Wer immer gestern zur Skate Matinee fuhr, tat das folgerichtig mit Helm, Knie-, Ellbogen- und Handgelenkschonern. Damit ließ sich angstfrei ausprobieren, was das städtische Sportbüro mit Planer Alexander Knöß an und auf Kirchgasse, Herrnstraße und Berliner Straße für Anfänger wie Fortgeschrittene organisiert hatte: Das Roll-Hockeyfeld des KJK Sandgasse zum Beispiel, den Geschicklichkeits- und Trainingsparcours samt Sprungschanze und, für die weiche Landung, die Skater-Hüpfburg. Dazu Vorführungen von Könnern, das Spielmobil eines Sicherheitsdienstes, einige Spaßsportentwicklungen - und Gerd und Gerlinde Nathan.
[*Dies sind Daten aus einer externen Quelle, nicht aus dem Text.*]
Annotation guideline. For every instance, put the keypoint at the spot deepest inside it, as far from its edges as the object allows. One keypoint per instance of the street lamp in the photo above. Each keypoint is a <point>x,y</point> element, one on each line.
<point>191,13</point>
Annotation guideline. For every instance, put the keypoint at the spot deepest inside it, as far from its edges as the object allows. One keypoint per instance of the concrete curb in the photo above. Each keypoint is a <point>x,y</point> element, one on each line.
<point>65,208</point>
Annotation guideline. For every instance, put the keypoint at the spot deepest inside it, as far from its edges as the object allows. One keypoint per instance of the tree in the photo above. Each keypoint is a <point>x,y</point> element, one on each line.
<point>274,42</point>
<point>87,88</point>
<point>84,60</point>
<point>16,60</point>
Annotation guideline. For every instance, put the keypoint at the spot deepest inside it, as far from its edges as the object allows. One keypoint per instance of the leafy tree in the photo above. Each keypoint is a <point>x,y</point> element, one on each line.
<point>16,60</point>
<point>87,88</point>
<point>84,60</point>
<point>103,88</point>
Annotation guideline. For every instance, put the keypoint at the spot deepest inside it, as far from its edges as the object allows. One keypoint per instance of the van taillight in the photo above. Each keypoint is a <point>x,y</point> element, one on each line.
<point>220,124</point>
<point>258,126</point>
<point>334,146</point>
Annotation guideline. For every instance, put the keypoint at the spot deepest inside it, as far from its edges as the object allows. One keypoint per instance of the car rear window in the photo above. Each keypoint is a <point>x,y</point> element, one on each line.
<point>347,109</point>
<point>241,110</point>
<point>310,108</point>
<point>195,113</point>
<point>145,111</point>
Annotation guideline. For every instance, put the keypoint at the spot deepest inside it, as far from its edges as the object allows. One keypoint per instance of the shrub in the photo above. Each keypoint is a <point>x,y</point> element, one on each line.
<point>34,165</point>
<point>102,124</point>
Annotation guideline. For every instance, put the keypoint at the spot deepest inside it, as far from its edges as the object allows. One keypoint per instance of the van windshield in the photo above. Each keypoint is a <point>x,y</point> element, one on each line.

Zum Sitzkissen umfunktionierter Einkaufsbeutel

Das Ehepaar organisiert die Offenbacher Verkehrswacht, hatte den erhobenen Zeigefinger zuhause gelassen und stattdessen modisch fragwürdige, aber in Sachen Sichtbarkeit unverzichtbare Accessoires an seinem Infostand ausgelegt. Den zum Sitzkissen umzufunktionierenden Einkaufsbeutel, den Hüftgürtel mit Handyfach und eine Art Leuchtleibchen, alles in reflektierendem Neongelb für die Ausfahrt in Dämmerung und Nacht. Außerdem im Kofferraum: eine Honigmelone. Die opferten die Nathans am Nachmittag der platschenden Botschaft vom Segen eines Helms: Wer beim Rollschuhlaufen keinen auf dem Kopf hat, sieht danach mit etwas Unglück wie abgestürztes Obst aus.

Bei der Matinee war also versprochenermaßen tatsächlich für jeden etwas dabei. Sogar für Unbereifte. Denen machte ein Discjockey mit seiner Musik Beine.